Nur ist dort, wo sich der Biber einrichtet, eben meist auch der Mensch zu Hause – eine WG, in der die Bewohner durchaus unterschiedliche Vorstellungen über die Gestaltung ihres Vorgartens haben.

An den Stellen, an denen sich die Nuthe dichter an die Wohnsilos des Schlaatz heranschlängelt, ist der Uferstreifen zugänglicher: fast kein Unterholz mehr, dafür zwei breite Fahrspuren. Im vergangenen November hat das Wasser- und Bodenamt hier Tatsachen geschaffen. Begründung für die Aufräumaktion: Die vielen ins Wasser hängenden Zweige sorgten dafür, dass das Wasser nicht mehr abfließen könne – im Hochwasserfall ein Problem.

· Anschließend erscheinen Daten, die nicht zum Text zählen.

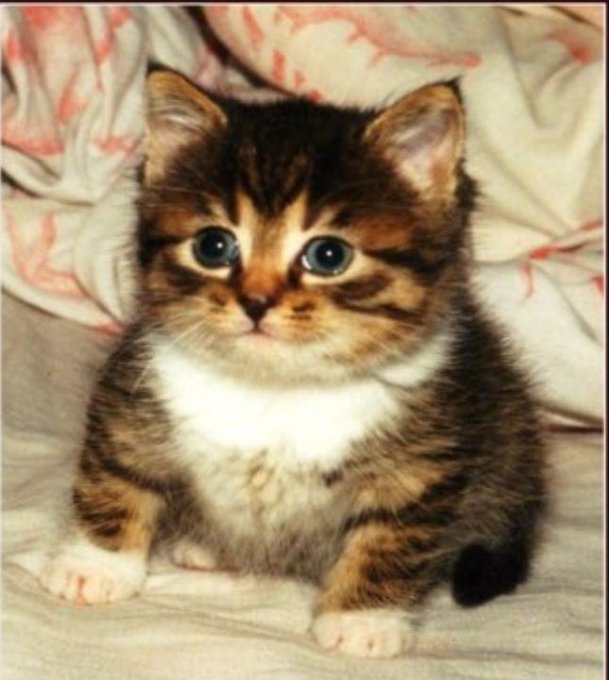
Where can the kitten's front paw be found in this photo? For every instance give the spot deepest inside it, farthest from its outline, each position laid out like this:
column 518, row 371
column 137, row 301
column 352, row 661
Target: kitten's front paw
column 366, row 632
column 83, row 573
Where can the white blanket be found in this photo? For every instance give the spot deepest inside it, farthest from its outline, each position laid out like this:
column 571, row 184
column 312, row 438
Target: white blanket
column 533, row 88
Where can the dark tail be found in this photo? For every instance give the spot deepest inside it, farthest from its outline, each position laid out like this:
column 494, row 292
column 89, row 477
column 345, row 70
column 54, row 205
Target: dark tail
column 481, row 573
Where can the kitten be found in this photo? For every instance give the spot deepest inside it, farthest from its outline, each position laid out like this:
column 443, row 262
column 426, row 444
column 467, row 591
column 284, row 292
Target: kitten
column 308, row 388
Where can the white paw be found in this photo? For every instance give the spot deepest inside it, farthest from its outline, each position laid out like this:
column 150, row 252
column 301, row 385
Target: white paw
column 83, row 573
column 365, row 632
column 186, row 553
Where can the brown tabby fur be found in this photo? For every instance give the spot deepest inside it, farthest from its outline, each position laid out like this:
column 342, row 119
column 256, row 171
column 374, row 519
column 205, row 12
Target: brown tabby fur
column 461, row 467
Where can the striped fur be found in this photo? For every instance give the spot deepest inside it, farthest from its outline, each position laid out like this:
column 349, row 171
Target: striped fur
column 366, row 430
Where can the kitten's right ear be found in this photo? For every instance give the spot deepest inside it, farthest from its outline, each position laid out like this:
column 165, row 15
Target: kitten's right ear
column 178, row 114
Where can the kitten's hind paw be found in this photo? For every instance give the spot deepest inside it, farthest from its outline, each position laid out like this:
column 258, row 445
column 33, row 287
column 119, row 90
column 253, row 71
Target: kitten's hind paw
column 85, row 574
column 364, row 633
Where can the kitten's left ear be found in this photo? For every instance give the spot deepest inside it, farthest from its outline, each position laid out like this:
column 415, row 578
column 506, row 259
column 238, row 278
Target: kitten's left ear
column 178, row 114
column 422, row 135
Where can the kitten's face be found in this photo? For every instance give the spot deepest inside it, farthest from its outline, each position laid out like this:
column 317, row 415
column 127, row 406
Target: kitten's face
column 290, row 242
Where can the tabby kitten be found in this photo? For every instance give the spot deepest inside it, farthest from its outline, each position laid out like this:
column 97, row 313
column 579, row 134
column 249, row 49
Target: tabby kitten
column 309, row 388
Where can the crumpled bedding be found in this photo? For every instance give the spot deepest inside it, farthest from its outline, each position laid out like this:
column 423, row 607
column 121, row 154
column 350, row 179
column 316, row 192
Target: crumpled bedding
column 188, row 625
column 72, row 102
column 533, row 87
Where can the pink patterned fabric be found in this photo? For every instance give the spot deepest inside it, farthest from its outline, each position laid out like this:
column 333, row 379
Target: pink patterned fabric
column 72, row 122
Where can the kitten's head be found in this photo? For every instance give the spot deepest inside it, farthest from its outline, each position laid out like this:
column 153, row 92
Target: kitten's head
column 297, row 242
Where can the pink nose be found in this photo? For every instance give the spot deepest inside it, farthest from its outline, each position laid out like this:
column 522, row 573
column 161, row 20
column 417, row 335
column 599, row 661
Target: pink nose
column 256, row 306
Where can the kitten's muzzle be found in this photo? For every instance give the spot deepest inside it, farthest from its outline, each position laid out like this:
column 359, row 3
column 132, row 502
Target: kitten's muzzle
column 256, row 306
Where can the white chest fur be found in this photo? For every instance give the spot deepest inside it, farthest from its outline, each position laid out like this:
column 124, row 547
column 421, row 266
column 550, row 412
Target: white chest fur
column 300, row 425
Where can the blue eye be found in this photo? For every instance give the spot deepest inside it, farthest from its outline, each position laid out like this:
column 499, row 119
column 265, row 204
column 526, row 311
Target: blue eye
column 327, row 256
column 216, row 247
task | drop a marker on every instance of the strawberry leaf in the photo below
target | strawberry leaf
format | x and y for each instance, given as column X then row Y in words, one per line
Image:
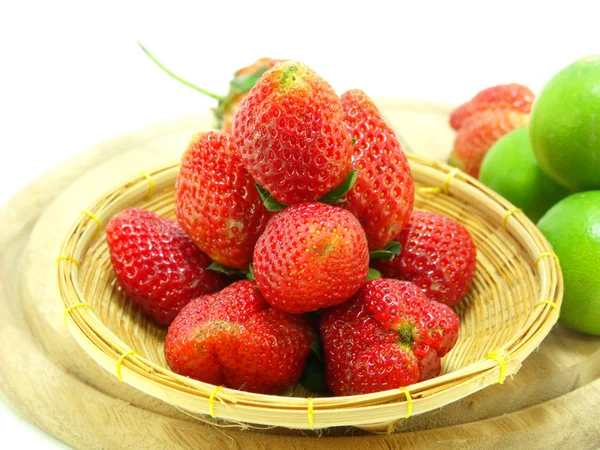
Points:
column 336, row 195
column 388, row 252
column 313, row 376
column 227, row 270
column 373, row 274
column 250, row 274
column 270, row 202
column 241, row 85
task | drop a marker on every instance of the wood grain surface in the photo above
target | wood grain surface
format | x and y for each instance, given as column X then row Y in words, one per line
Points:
column 552, row 402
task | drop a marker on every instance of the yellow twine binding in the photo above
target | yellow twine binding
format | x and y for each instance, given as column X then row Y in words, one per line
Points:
column 509, row 213
column 68, row 258
column 549, row 302
column 211, row 401
column 501, row 362
column 95, row 218
column 120, row 362
column 406, row 392
column 71, row 308
column 445, row 188
column 150, row 182
column 541, row 255
column 408, row 401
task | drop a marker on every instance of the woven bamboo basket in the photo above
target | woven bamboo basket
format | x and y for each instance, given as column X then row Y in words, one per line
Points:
column 511, row 306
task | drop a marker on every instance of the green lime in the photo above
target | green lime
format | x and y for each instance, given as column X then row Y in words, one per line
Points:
column 510, row 169
column 572, row 226
column 565, row 126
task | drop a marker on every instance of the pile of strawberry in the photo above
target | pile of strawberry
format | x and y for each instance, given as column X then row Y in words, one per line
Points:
column 481, row 121
column 284, row 229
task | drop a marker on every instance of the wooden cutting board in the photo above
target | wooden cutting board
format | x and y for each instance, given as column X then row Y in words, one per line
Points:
column 552, row 402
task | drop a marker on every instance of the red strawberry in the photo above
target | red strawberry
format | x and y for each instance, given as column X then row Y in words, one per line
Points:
column 234, row 338
column 157, row 265
column 389, row 335
column 216, row 201
column 291, row 134
column 513, row 96
column 430, row 364
column 311, row 256
column 479, row 132
column 244, row 79
column 438, row 255
column 383, row 196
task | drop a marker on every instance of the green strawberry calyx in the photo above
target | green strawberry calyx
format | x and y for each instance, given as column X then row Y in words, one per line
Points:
column 406, row 332
column 390, row 251
column 373, row 274
column 217, row 267
column 333, row 197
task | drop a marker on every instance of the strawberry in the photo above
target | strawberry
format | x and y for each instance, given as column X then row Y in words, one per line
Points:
column 515, row 97
column 216, row 200
column 479, row 132
column 157, row 265
column 234, row 338
column 311, row 256
column 291, row 134
column 242, row 81
column 383, row 196
column 430, row 364
column 389, row 335
column 438, row 255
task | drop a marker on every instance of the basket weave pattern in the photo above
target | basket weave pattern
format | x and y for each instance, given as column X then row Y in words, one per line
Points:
column 511, row 306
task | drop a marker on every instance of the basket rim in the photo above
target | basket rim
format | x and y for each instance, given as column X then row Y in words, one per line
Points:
column 115, row 356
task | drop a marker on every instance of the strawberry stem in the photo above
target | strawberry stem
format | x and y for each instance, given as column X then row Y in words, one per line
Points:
column 270, row 202
column 335, row 196
column 388, row 252
column 178, row 78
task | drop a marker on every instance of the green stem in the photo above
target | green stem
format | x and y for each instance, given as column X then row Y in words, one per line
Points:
column 181, row 80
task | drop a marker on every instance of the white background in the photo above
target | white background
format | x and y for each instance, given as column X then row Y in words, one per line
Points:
column 71, row 73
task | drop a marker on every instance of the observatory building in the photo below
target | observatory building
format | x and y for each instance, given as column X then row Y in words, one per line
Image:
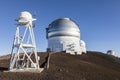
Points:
column 111, row 52
column 83, row 46
column 63, row 34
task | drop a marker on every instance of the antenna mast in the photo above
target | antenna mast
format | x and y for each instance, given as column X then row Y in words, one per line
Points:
column 24, row 42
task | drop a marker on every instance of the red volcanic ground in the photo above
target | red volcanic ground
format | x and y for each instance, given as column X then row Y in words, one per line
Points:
column 90, row 66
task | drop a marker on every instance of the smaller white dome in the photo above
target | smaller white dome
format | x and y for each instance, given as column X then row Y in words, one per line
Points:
column 82, row 43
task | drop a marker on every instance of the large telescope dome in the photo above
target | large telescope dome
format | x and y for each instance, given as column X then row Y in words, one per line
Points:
column 63, row 34
column 63, row 23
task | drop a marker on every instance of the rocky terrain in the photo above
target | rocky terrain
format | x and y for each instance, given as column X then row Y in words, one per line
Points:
column 90, row 66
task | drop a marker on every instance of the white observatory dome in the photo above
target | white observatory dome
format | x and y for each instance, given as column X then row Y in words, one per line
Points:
column 63, row 34
column 83, row 46
column 111, row 52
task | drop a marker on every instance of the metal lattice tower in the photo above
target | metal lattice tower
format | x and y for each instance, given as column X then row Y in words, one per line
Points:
column 24, row 53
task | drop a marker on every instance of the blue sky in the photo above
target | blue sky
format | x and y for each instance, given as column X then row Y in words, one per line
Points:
column 99, row 21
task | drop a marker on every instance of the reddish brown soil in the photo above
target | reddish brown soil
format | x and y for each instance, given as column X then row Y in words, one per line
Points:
column 90, row 66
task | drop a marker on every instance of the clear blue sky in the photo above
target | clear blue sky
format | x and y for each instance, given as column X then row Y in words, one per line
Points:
column 99, row 21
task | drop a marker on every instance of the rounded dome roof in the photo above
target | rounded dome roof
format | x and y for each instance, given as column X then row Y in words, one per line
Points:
column 62, row 24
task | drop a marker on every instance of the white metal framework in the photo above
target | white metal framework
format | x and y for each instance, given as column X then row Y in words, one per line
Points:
column 24, row 53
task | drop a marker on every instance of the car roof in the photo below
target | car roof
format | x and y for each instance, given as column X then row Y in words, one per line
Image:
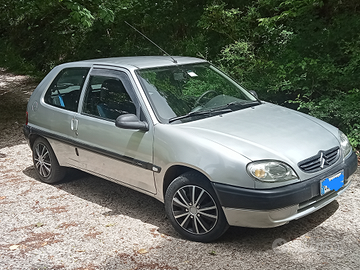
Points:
column 141, row 62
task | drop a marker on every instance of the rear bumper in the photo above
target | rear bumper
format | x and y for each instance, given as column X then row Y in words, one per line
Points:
column 275, row 207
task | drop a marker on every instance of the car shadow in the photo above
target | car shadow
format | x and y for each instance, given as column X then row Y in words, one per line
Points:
column 121, row 200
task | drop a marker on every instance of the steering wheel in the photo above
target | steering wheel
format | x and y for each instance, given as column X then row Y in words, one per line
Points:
column 203, row 95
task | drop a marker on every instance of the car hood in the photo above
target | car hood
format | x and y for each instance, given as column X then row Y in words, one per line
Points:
column 267, row 131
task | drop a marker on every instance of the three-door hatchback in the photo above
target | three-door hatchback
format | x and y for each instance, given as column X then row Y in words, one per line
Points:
column 178, row 129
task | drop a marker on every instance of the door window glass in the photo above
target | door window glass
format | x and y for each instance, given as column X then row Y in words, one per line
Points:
column 64, row 92
column 106, row 97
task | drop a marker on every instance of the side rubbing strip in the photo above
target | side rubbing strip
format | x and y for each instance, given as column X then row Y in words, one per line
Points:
column 126, row 159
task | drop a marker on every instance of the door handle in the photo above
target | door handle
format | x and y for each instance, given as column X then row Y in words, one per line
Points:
column 74, row 124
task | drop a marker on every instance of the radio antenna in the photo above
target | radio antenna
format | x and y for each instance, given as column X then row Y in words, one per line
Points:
column 151, row 41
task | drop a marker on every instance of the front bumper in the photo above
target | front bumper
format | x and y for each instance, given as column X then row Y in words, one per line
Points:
column 274, row 207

Im Prinzip richtig, sagt Nabu-Geschäftsführerin Schröder. „Doch dem Biber fehlt hier jetzt ein Großteil der Nahrungsgrundlage.“ Einzelne Äste zurückzuschneiden, die ins Wasser hängen, „das hätte es durchaus auch getan.“

Neuer Zündstoff

So hat die Aktion vor allem eins gebracht: Neuen Zündstoff in die Biberdebatte und Mehrarbeit für die Naturschützer. Denn die hungrige Biberfamilie macht sich nun an den Eichenbäumen am Ufer zu schaffen. Dabei sei das doch ganz einfach zu verstehen, sagt Sell: „Wir nehmen dem Biber seinen Lebensraum, also nutzt er unseren. Der ist ja nicht blöd.“

Mit anderen Worten: Der Biber macht Arbeit, eine ganze Menge sogar, weil er nicht in eine extensiv genutzte Kulturlandschaft passt, wie sie der Mensch geschaffen hat. Doch wie viel Arbeit er macht, das hat wiederum der Mensch in der Hand.

Und er könnte die Arbeitskraft des Bibers sogar nutzen, statt gegen ihn zu arbeiten. Bei der Renaturierung von künstlich begradigten Flüssen sei der Biber quasi Experte, sagt Schröder. Bauten und ins Wasser gezogene Äste sorgten von ganz alleine für einen mäandernden Fließverlauf. „Eine gezielte Nutzung des Bibers ist aber schwierig“, schränkt Schröder ein. Und Burghard Sell betont, dass der Bibereben ein anderer Landschaftsgärtner sei als der Mensch.

Geschmack hat er jedenfalls, der Biber: hübsch, wie er die Zweige um sein ehemaliges Wohnzimmer unterm Holunderbusch drapiert hat. Als im November die Maschinen des Wasser- und Bodenamts anrückten, den Holunderbusch entwurzelten und so auch die Decke seines Erdbaus beinahe zum Einsturz brachten, hat er dann aber lieber ein paar Kilometer weiter die Nuthe hinauf neu gebaut. Er ist ja nicht blöd.